I can’t help but wonder if part of our country’s problem with gun violence has to do with our tendency to go from tragedy to tragedy, with no pause, no outrage, no grief, no mourning. We lack a vocabulary for mourning and have forgotten basic practices. We see evidence of this when a famous person dies or there’s an act of terrorism, and the public reaction can sometimes far outweigh the event, because so much bottled-up grief just finally comes out sideways.   

We see mourning in this afternoon’s lesson from the Gospel of John. Chapter 11 reminds us about Jesus’s friend Lazarus, the brother of Mary and Martha of Bethany. Lazarus becomes sick, dies, and by the time Jesus arrives, Lazarus has been dead four days. When Jesus approaches the village, people are gathered to mourn.

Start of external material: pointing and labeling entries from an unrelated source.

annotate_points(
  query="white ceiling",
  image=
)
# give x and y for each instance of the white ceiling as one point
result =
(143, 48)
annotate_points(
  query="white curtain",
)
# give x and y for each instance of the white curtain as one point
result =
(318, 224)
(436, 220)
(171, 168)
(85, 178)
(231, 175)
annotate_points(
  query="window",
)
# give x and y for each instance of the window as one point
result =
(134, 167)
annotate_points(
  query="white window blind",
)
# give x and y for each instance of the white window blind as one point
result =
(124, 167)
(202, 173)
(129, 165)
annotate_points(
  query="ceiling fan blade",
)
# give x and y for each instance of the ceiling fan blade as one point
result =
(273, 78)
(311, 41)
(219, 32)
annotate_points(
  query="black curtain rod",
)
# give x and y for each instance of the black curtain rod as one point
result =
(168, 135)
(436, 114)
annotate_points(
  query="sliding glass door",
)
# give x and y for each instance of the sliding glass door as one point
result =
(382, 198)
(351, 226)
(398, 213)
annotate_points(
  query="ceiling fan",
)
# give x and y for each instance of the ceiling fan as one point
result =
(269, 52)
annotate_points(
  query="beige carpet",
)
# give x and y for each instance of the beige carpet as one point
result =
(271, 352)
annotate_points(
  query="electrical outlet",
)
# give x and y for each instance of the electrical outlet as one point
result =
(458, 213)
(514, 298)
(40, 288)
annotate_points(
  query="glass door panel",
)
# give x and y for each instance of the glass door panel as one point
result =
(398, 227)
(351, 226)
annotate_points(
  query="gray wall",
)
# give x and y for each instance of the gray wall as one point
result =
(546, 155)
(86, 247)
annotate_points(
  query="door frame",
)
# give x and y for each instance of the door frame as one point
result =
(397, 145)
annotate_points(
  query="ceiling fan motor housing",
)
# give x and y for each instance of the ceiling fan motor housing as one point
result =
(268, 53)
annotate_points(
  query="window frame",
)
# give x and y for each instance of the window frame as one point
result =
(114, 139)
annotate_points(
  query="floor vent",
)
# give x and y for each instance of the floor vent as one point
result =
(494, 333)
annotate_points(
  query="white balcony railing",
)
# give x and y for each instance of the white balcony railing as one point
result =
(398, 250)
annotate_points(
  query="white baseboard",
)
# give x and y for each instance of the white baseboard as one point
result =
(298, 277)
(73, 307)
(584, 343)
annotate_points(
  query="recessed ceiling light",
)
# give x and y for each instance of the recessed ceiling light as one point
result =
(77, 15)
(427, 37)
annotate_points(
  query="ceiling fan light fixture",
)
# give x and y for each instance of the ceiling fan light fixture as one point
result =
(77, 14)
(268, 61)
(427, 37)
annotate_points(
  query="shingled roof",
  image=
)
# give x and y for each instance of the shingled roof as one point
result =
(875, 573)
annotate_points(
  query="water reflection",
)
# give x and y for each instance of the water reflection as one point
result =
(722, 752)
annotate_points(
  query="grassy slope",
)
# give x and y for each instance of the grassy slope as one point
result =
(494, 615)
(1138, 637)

Martha meets him on the road and shows us what mourning can look like—full of passion, anger, insult, outrage, a refusal to accept the loss, an acknowledgement that everything has changed. “Lord, if you had been here, my brother would not have died.” A little later, in verse 29, her sister Mary does the same thing as she confronts Jesus with her own grief.

Expressing their anger, their grief, going through the confusion of mourning, the sisters open themselves up for what eventually can be comfort.  Jesus indicates what that comfort will look like as he refuses to answer the specific questions about Lazarus, or why now, and why him, but instead Jesus offers himself, the Resurrection and the Life—none of which Martha or Mary understand at the moment.

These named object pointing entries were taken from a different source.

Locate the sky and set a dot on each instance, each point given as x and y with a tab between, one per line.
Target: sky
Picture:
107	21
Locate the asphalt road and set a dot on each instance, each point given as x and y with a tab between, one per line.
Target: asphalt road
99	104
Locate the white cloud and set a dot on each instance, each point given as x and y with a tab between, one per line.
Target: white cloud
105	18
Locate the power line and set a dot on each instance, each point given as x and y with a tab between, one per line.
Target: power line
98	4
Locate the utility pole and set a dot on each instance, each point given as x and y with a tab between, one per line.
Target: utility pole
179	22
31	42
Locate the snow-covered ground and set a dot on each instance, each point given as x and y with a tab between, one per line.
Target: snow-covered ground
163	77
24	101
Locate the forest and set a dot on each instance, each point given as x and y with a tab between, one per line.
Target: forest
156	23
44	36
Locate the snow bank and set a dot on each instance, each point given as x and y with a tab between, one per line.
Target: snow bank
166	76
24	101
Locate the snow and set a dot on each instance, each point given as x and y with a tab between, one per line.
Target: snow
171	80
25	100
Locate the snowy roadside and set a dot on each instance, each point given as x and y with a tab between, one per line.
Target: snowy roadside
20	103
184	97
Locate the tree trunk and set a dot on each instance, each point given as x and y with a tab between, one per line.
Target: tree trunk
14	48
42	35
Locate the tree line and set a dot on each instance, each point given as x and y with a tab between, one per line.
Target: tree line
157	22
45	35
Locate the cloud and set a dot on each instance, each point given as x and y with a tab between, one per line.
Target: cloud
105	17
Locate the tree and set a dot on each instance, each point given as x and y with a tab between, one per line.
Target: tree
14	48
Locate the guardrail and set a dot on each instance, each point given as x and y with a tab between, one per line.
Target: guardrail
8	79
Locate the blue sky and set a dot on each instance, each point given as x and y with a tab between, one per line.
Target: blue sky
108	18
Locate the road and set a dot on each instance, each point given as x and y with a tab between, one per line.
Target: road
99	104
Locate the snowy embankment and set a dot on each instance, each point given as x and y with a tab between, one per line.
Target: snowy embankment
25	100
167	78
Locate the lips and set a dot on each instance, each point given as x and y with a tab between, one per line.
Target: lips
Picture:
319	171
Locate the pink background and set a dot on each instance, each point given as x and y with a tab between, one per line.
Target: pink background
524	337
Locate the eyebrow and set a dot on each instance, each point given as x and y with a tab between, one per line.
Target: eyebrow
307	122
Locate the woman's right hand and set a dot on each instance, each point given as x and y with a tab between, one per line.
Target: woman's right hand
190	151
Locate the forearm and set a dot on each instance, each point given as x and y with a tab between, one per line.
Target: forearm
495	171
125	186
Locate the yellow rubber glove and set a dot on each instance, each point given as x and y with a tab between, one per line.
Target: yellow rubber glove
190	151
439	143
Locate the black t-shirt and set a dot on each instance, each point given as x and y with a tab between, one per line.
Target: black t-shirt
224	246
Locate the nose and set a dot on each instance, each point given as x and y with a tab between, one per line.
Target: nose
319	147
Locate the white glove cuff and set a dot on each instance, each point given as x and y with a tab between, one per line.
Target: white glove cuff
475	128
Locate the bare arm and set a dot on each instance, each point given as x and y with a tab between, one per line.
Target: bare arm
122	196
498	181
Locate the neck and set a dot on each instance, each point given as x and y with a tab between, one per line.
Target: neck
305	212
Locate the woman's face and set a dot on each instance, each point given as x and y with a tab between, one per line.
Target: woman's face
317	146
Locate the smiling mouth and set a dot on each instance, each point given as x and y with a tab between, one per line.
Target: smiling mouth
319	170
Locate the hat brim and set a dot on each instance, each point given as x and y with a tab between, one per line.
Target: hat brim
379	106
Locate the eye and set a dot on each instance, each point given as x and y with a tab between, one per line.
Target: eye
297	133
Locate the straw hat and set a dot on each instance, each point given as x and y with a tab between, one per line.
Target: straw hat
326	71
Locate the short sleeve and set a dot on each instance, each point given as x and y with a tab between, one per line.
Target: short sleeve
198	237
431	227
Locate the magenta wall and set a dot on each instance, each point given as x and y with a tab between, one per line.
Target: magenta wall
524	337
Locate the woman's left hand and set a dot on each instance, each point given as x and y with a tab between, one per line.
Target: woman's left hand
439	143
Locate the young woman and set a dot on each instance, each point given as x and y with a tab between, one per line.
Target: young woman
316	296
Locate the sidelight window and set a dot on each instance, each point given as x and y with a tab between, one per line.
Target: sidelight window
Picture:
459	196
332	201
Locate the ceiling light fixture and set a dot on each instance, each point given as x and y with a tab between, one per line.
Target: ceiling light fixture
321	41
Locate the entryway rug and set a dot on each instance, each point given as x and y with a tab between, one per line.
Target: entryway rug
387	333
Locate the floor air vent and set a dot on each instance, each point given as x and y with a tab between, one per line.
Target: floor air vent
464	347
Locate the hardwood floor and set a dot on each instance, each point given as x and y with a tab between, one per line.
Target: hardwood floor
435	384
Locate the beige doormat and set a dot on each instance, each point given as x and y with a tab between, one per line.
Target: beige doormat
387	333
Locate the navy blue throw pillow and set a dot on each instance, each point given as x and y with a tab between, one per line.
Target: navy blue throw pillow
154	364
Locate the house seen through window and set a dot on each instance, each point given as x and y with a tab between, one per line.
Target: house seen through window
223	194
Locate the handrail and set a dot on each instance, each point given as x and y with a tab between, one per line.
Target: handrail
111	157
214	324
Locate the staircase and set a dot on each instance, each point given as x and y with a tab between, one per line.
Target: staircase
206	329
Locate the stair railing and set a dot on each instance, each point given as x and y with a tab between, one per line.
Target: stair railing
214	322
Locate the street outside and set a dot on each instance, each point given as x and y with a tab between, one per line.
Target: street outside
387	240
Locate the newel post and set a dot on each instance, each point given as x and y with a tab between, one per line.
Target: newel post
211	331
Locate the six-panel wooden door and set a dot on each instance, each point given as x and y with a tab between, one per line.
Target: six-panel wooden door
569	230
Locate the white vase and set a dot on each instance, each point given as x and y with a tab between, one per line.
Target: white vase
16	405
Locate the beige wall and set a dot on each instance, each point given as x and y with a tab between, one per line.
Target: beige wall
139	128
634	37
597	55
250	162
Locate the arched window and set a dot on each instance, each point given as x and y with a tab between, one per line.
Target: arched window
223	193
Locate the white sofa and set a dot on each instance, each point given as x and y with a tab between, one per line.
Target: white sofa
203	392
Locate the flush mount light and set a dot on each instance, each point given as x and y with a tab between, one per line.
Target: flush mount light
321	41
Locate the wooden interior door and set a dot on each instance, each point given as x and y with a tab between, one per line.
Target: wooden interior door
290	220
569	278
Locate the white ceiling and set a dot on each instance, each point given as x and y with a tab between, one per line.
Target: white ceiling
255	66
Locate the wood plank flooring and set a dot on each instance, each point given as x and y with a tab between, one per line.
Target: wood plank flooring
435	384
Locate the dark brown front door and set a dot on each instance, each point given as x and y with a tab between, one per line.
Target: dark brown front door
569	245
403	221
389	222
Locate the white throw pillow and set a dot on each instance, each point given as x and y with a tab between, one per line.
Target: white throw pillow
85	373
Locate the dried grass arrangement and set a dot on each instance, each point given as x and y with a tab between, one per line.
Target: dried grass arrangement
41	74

Jesus makes his way through the mourners, the sisters, and the community, and he approaches the tomb of his dead friend. And there, in verse 35 we hear that two-word sentence that sets the Bible apart from all other holy books and scriptures: Jesus wept.

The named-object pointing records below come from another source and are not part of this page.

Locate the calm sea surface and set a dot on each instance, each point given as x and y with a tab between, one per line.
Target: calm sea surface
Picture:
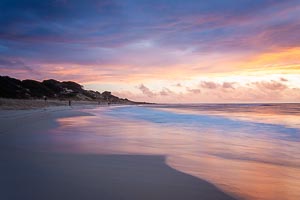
248	150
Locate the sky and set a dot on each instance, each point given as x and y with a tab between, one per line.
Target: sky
164	51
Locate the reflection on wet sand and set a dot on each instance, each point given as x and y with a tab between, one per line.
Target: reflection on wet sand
249	165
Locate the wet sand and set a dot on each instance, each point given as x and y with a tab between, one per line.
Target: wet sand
32	172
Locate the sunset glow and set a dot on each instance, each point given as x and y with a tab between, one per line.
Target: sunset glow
158	51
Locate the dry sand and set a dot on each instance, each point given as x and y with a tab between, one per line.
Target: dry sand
28	173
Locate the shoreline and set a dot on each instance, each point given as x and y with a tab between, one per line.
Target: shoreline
28	104
31	172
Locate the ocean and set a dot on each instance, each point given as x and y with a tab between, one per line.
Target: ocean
251	151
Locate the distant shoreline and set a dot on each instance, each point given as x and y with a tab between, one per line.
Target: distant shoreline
26	104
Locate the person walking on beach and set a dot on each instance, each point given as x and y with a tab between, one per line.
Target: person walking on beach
45	99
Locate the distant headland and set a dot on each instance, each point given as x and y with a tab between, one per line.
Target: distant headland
51	89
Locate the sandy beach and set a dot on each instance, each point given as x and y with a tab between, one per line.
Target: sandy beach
33	168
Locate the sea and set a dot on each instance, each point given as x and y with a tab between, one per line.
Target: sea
251	151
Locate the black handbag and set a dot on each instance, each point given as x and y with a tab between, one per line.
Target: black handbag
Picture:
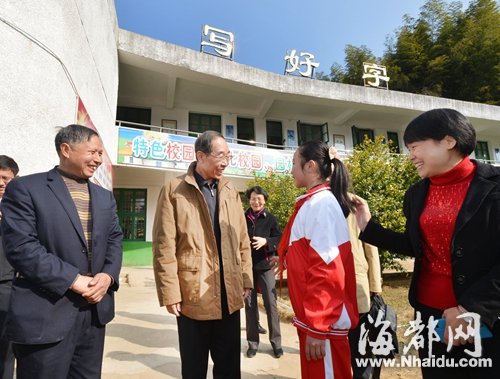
385	328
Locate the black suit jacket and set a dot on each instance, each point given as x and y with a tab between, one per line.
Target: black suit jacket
6	270
475	244
44	241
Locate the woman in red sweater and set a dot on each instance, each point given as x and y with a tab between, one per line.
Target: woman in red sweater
452	231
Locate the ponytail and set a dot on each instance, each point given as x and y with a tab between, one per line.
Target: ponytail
332	169
339	185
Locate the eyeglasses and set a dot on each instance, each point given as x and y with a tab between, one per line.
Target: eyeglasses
222	157
6	179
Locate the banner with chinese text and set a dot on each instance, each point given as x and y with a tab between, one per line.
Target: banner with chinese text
162	150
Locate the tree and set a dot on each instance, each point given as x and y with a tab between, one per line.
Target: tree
447	52
382	178
352	72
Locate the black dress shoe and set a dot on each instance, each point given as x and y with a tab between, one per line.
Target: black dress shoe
278	352
251	353
262	330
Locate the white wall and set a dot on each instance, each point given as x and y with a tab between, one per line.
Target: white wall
36	94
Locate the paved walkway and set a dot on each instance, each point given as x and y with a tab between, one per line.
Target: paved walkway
141	342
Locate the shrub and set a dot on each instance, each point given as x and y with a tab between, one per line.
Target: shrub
382	178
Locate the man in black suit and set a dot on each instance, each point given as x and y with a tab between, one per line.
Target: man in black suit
61	234
8	171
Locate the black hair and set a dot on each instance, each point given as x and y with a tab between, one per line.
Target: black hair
339	179
204	141
258	190
7	163
436	124
73	134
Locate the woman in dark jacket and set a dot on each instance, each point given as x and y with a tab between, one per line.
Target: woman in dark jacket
453	232
264	233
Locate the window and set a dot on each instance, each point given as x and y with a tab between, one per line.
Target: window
312	132
393	137
358	135
202	122
131	209
246	130
274	134
482	151
137	115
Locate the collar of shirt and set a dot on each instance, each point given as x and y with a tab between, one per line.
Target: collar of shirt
205	183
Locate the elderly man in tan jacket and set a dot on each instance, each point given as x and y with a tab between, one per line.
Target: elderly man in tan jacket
368	282
202	261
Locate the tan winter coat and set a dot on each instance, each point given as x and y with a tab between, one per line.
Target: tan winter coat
185	257
366	266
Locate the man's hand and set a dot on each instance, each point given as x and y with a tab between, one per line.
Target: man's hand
315	348
450	315
97	288
174	309
274	263
81	284
246	293
258	242
363	214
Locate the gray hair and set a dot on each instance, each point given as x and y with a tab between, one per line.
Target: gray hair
73	134
204	141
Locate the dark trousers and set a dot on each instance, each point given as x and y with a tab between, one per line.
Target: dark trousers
359	372
490	349
267	283
220	338
6	353
78	355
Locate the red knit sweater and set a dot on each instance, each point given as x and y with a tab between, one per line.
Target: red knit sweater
437	222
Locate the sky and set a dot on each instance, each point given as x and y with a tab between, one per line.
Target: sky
265	30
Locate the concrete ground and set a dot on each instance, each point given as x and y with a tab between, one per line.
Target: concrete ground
141	342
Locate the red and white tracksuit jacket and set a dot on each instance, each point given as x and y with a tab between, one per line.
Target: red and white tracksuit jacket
321	278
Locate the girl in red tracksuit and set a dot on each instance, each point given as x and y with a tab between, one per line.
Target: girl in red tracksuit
316	251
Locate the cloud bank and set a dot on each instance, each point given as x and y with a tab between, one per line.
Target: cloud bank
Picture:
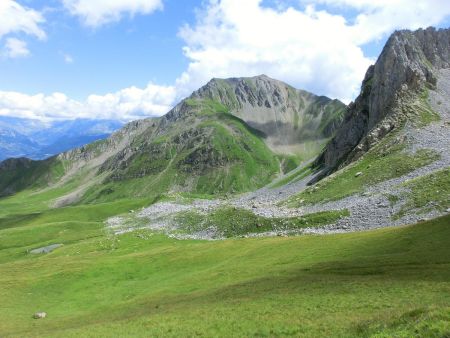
95	13
312	47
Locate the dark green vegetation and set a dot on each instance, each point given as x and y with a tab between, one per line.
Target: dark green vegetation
421	110
426	193
212	152
293	177
389	282
218	141
232	222
386	160
22	173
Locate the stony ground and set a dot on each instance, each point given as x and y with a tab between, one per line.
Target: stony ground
368	210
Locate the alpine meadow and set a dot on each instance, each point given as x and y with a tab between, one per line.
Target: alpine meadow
245	207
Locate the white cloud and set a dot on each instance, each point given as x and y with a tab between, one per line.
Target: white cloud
15	48
316	50
377	18
94	13
126	104
16	18
309	48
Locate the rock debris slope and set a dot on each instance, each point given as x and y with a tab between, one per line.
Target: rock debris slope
403	111
409	64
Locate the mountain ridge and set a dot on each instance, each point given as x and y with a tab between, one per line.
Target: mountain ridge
412	60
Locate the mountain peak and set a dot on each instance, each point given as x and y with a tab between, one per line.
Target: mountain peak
408	65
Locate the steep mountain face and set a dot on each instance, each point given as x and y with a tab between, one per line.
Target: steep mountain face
394	91
293	121
15	144
226	137
37	140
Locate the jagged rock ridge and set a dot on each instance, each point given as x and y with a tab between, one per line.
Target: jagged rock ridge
406	67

God the Creator of heaven and earth, God the mover and maker of all, God incarnate in Jesus sheds human tears, breaks down, loses composure, risks looking weak, makes himself vulnerable, and shows us the way through mourning towards what will be the hope of comfort. 

Did the shedding of tears also release something in Christ that allowed him to raise Lazarus? Did the tears open Christ up in some new way to be able to comfort those around him? Did his holy tears somehow stir the current of God’s Trinitarian fountain fulness?

Tears get their due in the writings of the Servite Sister Joyce Rupp. Especially in her little book, Praying our Goodbyes, she reminds us of the importance of grieving and shows us how to do it creatively. She offers practical wisdom for mourning in what she calls “praying our goodbyes.” Rupp points out the many kinds of losses we experience: death, certainly; but also transitions from one place to another, ending a significant relationship, loss or change in a job, the aging of one’s body…. So many aspects of life that, that when noticed and mourned, can find new healing and comfort. She writes

When we pray a goodbye our focus is on hurt and healing. Many times, it is just a first step, or a beginning of the process of being healed . . . . It may feel like opening a window and airing a stuffy room, or like finding the key to a door that has long been closed. It may seem like finally discovering the right medication for a lengthy ailment.

Praying our Goodbyes, 60.

Sister Rupp suggests that praying a goodbye can often include four aspects:
recognition, reflection, ritualization, and reorientation.

We first recognize and name the hurt, the loss, the person or thing that is mourned.
We then reflect on what this means, how we feel, what it brings up for us. We sit with the feelings and don’t avoid them.

We use action and movement to ritualize the loss and our feelings around the loss. And finally, reorientation begins as one opens to God’s healing and God’s comfort over time, and usually in ways we never suspect or imagine.

As we move through this season of Lent, as we encounter themes of suffering in the scriptures, in the news, and in our own lives, may we be encouraged by Martha and Mary. May our tears be sanctified by the tears of Christ, and may we, too, be blessed in our mourning and know God’s comfort. Amen.